• Angelo Bodetti

Pickle Brined Chicken Wings | Smoked Wings

Updated: Jan 8

This recipe is for Pickle Brined Chicken wings. There's no better way to make wings than to Pickle Brine then smoke for an amazing tangy and flavor and some nice crunch.


Ingredients


Tools


Food Prep

Add your chicken and Pickle Juice to the Briner Bucket or another food safe container. Put the bucket in the refrigerator for a 2-3 hours.


Smoker Prep

Get your grill up to 350 degrees with the smoking wood of your choice. Add your heat deflectors because this will be an indirect cook.


Cooking Prep

When your wings are done brining, be sure to rinse then and dry them thoroughly. At this point you can continue with the cooking process or you can put them on a cooling rack and put them in the refrigerator uncovered for 24 hours to dry out the skin even more.

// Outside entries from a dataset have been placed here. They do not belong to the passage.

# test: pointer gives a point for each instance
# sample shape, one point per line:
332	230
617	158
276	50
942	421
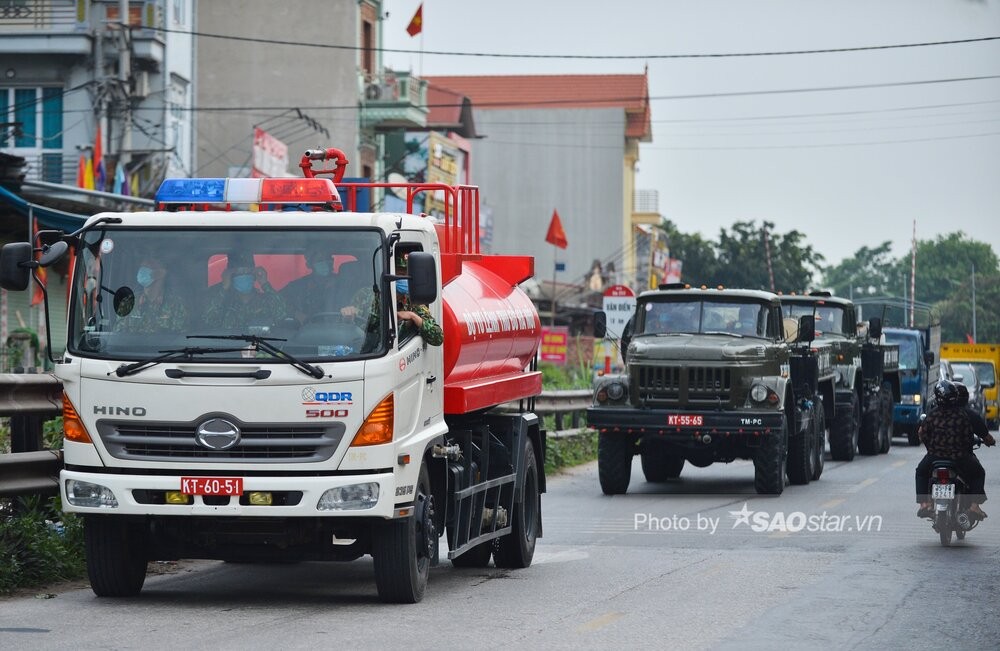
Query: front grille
677	386
141	441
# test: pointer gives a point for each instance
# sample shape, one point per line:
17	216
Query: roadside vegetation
39	544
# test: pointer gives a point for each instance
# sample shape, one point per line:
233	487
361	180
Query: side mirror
423	277
15	270
807	328
600	325
875	327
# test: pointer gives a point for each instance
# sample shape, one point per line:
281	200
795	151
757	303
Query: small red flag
556	235
417	22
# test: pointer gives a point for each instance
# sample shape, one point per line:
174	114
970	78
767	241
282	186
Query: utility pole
124	81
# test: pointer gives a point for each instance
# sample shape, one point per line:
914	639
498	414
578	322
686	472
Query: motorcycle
949	493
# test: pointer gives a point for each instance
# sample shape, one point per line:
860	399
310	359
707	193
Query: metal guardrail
28	470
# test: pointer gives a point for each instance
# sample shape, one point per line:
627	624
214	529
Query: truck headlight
84	493
353	497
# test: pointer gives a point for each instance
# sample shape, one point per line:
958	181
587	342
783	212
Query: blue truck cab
918	370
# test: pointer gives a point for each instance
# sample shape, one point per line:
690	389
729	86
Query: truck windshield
311	293
710	317
829	318
909	351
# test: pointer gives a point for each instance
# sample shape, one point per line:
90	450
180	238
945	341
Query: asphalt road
698	563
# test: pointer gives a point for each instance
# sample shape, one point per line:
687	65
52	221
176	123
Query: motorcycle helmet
946	394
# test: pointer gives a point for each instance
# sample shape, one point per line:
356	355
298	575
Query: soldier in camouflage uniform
246	298
411	316
153	309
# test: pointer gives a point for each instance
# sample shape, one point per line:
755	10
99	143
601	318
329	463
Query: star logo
742	516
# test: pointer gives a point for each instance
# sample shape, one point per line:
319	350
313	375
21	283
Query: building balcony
45	26
393	100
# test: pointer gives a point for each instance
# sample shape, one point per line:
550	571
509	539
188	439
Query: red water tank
491	334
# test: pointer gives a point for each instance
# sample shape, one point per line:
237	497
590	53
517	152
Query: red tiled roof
631	92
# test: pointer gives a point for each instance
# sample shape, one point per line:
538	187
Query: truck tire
116	560
820	448
402	549
769	463
885	427
801	456
868	433
517	549
844	431
658	465
614	463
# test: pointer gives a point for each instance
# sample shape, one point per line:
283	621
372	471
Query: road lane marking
865	484
599	622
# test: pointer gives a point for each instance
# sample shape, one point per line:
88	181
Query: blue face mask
144	276
243	283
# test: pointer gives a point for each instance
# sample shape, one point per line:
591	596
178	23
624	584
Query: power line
608	57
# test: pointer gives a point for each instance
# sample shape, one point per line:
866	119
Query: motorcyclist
948	432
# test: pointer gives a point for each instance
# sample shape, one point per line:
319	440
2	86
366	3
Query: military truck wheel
885	429
820	448
658	465
614	463
844	431
769	463
116	560
516	549
801	456
402	549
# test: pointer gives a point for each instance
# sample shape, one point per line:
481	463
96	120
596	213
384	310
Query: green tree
743	258
870	271
700	259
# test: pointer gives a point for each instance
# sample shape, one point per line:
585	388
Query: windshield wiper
263	343
169	355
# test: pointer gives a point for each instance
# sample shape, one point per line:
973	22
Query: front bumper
137	495
655	422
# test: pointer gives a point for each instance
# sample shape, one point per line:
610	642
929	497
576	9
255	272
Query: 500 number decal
326	413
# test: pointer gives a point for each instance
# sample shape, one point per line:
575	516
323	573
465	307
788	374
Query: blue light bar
191	191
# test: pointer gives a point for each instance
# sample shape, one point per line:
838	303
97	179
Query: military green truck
714	375
866	370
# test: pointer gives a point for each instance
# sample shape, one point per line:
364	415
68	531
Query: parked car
966	374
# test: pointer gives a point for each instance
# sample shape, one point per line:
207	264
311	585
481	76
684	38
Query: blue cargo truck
918	334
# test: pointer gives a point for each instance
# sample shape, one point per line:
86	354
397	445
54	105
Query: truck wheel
516	549
116	561
869	432
478	556
801	456
885	428
844	432
658	465
769	463
614	463
402	549
819	450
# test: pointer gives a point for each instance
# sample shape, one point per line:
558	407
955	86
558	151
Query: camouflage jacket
430	330
228	310
168	314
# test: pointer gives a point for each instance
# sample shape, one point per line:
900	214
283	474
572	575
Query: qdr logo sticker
310	396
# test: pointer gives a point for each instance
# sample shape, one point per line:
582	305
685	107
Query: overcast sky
847	167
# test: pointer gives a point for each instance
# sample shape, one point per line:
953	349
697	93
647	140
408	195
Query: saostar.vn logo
797	521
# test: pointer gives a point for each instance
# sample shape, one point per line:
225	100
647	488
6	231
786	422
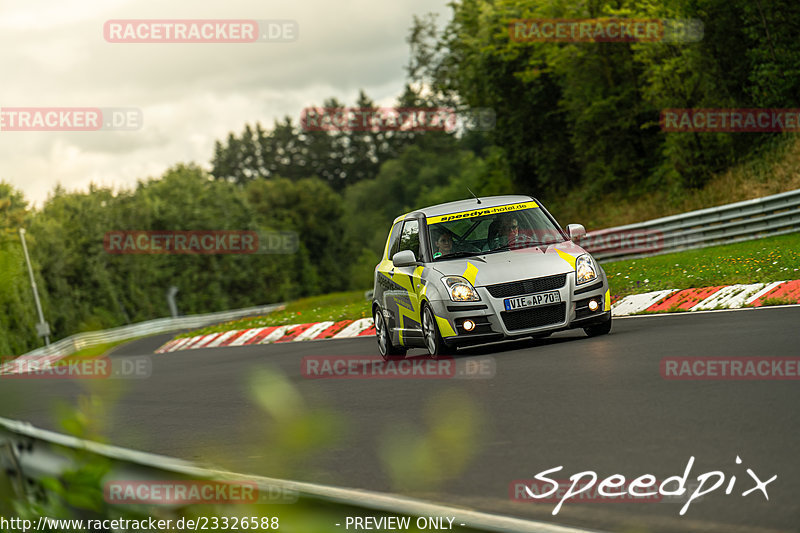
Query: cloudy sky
53	54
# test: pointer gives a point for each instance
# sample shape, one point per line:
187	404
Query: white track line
245	337
222	338
313	331
277	334
765	290
732	296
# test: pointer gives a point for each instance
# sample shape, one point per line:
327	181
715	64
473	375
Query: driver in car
510	235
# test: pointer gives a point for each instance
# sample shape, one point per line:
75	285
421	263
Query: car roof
467	205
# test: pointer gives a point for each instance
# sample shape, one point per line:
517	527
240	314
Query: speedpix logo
481	212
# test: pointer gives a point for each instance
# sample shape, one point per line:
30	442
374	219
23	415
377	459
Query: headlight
460	290
585	269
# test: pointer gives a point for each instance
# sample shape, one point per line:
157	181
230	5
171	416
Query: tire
430	332
388	351
600	329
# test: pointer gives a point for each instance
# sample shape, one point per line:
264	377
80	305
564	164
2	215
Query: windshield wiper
517	246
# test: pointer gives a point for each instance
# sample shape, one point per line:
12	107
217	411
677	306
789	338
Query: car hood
513	265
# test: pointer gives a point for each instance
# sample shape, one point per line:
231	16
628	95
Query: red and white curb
267	335
705	298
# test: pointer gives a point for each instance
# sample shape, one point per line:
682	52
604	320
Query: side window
394	239
409	239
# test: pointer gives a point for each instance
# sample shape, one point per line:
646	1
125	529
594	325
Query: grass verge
335	307
758	261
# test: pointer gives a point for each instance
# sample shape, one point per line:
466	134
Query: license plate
532	300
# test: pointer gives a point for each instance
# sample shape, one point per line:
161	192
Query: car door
403	299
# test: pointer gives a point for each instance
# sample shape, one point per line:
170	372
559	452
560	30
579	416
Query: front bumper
493	322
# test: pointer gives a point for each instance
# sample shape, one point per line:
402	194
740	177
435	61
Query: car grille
527	286
534	318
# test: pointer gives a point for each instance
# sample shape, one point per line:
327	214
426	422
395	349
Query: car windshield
490	233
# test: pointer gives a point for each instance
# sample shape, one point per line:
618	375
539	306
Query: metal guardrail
75	342
29	455
741	221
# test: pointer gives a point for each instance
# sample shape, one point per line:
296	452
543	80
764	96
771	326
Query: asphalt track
596	404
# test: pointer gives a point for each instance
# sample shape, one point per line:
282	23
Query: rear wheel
433	339
600	329
388	351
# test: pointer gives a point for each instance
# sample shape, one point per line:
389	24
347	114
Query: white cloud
53	54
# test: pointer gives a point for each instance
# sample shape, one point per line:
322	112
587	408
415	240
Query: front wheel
388	351
433	339
600	329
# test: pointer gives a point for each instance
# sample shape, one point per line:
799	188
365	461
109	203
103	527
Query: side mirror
404	258
575	230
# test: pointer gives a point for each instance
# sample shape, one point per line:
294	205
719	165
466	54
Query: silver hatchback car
481	270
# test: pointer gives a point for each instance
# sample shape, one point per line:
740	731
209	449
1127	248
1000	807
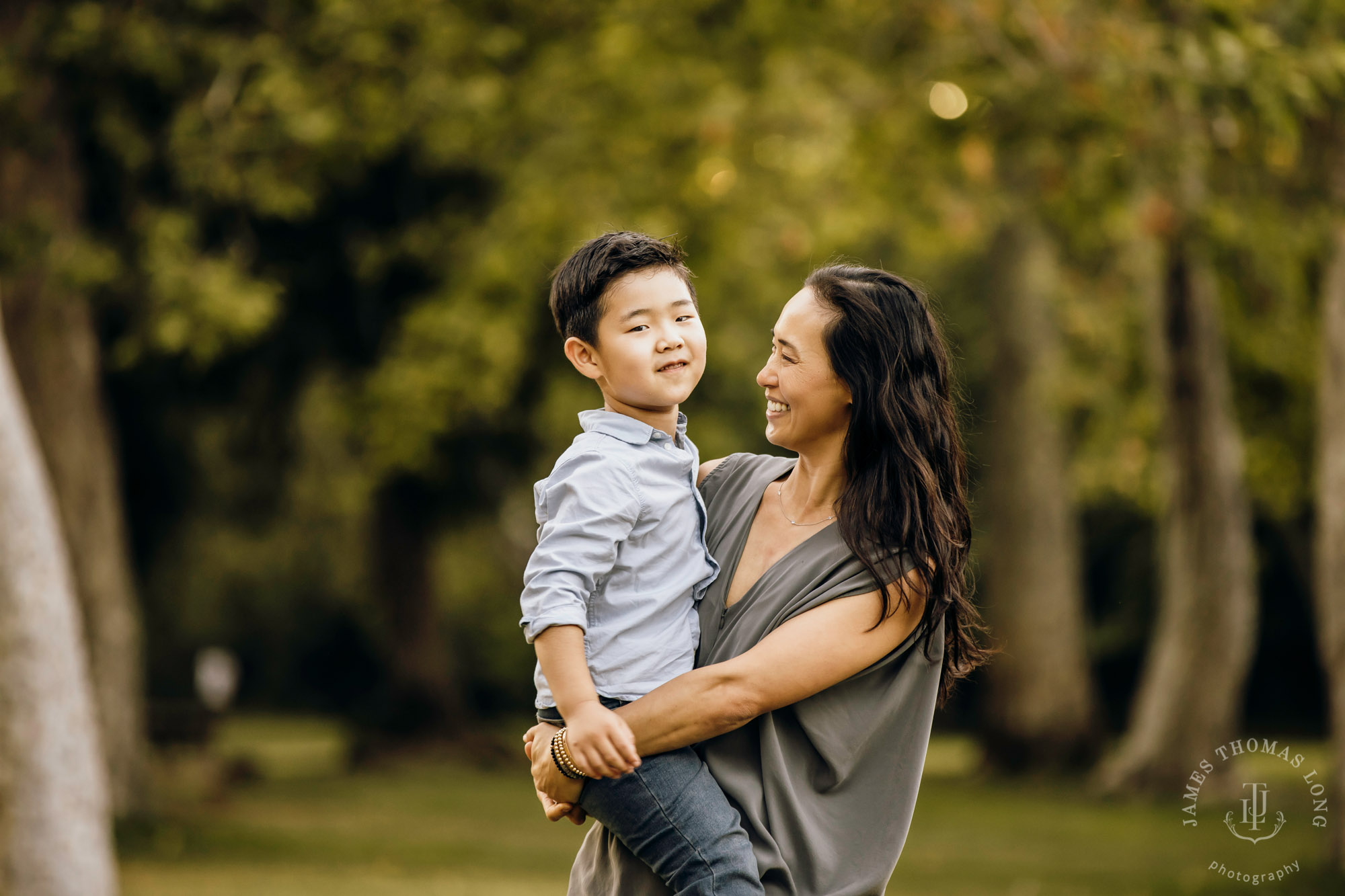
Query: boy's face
650	350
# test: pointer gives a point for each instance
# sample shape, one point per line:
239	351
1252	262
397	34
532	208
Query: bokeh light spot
948	100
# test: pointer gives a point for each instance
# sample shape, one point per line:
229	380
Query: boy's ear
584	357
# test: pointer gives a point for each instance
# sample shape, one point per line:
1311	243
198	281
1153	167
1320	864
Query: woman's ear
584	357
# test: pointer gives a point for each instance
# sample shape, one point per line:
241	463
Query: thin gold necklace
778	490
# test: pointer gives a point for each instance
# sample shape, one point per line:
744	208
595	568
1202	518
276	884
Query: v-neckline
743	546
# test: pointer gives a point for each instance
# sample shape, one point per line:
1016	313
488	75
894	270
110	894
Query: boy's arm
588	507
601	741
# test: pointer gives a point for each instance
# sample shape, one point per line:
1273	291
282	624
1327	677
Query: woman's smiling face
806	403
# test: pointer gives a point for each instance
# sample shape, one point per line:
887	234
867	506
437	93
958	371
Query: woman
841	615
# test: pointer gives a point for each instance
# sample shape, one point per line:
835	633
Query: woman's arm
805	655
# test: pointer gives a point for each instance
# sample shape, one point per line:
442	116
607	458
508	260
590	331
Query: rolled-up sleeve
587	507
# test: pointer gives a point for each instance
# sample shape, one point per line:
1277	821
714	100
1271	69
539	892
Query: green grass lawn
446	827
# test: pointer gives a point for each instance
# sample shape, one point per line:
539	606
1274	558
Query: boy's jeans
673	815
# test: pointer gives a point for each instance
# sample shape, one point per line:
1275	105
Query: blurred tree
56	833
60	366
1330	548
1042	706
1200	653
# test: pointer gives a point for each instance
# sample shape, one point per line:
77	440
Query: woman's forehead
802	319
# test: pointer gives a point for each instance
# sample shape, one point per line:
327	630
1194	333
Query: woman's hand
558	792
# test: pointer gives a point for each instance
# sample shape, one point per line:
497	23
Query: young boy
610	594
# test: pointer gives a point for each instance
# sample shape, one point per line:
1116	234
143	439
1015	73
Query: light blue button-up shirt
621	553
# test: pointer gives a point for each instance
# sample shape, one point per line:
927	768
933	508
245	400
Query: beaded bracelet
562	756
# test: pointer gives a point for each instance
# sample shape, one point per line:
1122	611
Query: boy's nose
670	341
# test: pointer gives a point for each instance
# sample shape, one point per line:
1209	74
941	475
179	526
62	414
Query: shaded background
303	251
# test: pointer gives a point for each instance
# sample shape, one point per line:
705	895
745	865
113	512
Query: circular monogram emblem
1280	791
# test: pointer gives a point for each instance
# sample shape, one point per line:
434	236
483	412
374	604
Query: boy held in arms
610	598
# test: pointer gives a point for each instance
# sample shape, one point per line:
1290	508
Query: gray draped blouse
827	787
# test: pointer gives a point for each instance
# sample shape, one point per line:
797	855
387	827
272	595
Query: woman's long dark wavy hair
907	471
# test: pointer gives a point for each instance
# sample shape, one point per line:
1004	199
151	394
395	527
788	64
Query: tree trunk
1190	697
54	819
57	358
426	698
1330	551
1042	704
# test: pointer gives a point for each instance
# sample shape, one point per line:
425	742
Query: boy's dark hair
579	284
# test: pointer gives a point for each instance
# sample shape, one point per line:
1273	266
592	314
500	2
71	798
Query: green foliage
321	237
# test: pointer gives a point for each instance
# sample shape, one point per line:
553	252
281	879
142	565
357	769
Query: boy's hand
601	741
559	794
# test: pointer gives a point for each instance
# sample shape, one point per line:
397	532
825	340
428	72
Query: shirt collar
625	428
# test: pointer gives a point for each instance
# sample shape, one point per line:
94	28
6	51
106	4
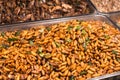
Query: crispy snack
74	50
107	5
14	11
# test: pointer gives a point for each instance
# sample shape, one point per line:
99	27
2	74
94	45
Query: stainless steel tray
28	25
114	18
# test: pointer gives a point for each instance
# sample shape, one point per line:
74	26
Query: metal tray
99	12
92	11
114	18
28	25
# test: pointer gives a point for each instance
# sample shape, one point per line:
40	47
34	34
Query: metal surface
92	11
22	26
99	12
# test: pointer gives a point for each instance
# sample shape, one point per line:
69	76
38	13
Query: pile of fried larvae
73	50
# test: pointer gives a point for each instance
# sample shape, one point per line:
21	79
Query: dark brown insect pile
13	11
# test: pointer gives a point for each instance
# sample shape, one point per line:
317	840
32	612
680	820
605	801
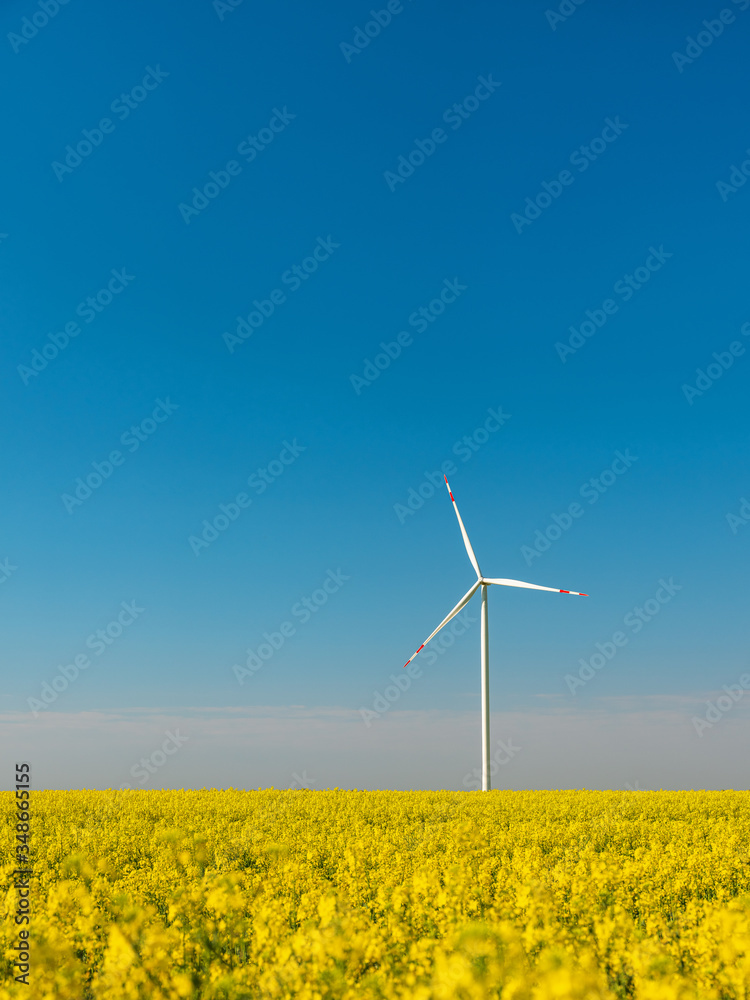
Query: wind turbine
483	582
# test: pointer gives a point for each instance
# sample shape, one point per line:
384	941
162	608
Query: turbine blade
532	586
464	600
467	543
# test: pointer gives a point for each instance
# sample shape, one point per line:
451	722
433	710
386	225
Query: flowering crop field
351	894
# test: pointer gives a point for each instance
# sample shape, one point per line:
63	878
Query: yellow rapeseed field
344	894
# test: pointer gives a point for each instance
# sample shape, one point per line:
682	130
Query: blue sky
645	139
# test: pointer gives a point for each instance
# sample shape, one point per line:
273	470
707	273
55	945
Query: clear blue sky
198	82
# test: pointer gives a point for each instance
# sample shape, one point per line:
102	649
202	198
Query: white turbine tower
482	581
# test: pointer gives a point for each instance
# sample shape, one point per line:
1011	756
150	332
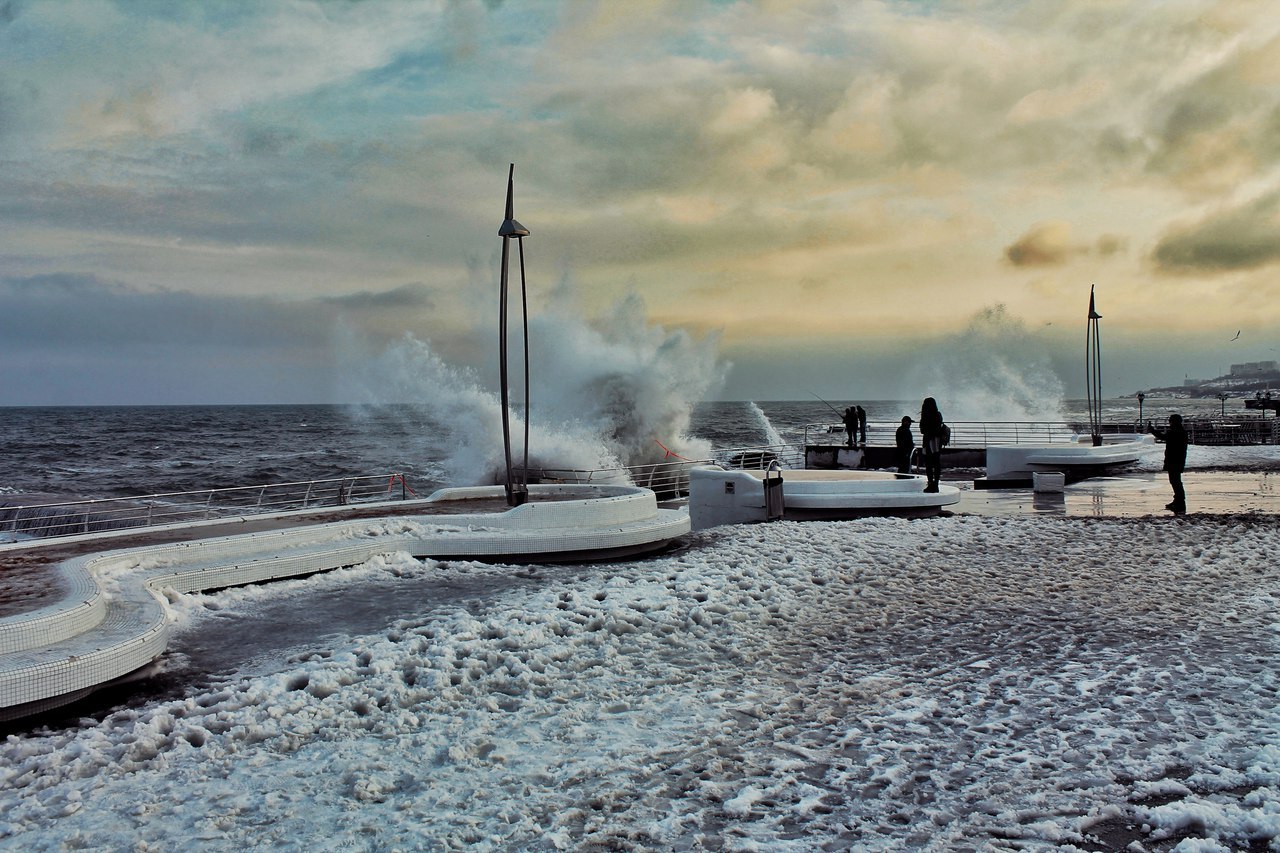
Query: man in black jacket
905	443
1175	460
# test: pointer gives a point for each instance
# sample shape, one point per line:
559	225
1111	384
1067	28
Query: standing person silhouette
905	443
931	442
850	419
1175	460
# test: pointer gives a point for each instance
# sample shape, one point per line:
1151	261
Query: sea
69	452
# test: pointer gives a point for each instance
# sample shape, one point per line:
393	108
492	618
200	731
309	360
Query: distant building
1252	366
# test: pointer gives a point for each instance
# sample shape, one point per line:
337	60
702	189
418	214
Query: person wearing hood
1175	460
905	443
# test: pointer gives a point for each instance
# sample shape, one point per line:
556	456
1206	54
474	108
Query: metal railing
71	518
671	478
964	433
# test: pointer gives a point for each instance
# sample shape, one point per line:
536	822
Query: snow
955	683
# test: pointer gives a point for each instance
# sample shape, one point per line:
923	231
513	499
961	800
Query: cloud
1045	245
1233	238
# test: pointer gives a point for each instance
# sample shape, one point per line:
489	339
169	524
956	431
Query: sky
208	203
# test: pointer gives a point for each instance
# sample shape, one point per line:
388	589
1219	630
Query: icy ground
955	683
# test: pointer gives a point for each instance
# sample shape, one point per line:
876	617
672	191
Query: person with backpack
1175	460
933	434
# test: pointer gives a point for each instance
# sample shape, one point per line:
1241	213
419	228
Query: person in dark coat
905	443
1175	461
850	419
931	442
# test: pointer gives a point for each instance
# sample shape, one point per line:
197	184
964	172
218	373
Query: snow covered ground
954	683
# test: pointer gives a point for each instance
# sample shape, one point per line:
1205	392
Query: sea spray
615	393
993	370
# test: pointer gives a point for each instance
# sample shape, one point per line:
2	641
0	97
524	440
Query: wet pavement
1133	496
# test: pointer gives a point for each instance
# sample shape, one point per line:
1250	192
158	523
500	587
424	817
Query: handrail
671	478
964	433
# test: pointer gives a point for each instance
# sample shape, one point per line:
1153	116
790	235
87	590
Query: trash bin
1052	482
773	506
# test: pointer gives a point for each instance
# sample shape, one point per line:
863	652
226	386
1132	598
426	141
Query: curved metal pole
516	495
502	364
524	310
1093	370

Once you are ready to continue with the cook, apply Duck Fat Spray or Olive Oil as a binder and then season with Meat Church Holy Gospel & Honey Hog (or your seasoning of choice).


Smoke Your Wings

Once your grill is up to a stable 350 degrees you can add your wings. This cook is about 45 minutes total. At the halfway point, be sure to flip your wings and move them around the grill if you have hot spots.


If you like to sauce your wings, be sure to do this as soon as you take them off the grill. The heat from the wings will allow the sauce to tack up nicely.


Wings don't need time to rest, so eat up and enjoy!